I think I might just pick at my textbook.

For useful/interesting mathematics to learn,
Linear Algebra is practically mandatory to do anything interesting or large scale in CompE so go as deep as you can down that rabbit hole.
Abstract Algebra and Group Theory appear everywhere including CompE and it's one of the most interesting areas of mathematics so definitely take a look if you have time.
(Non-Euclidean) Geometry especially projective geometry appears a lot in Comp Vision, Robotics, Comp Graphics so it would be very beneficial to read through college level geometry book like Brannan before you run into those topics and quickly get lost.

Complex Analysis, Fourier Analysis, PDEs, and Functional Analysis are also important but trying to learn them by yourself might be a little too difficult at your level...

>Computer Engineering
>Java

Why the fuck are you wasting your life learning Java? Learn C++/Python/Matlab/ARM/Verilog, something useful for your profession...
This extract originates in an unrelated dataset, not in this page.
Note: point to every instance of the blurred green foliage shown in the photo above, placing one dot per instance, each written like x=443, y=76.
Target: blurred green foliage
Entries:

subtracting a vector is the same as adding a vector of the same magnitude but opposite direction. If the vector that was to be subtracted was at magnitude 3 at 90 degrees, it would be the same as adding a vector of magnitude 3 at 270 degreees.

Strictly algebraically: You can just subtract the components of B from the components of A.

Geometrically: A - B means, assuming you understand how to add vectors, that you add A and -B. If it makes it easier for you to think about, -B is just B in the opposite direction, so you can draw the negatives of each vector and simply treat them all like addition. I hope we helped. I know I said the same as the other guy, but different wording helps for different people. nb since redundancy.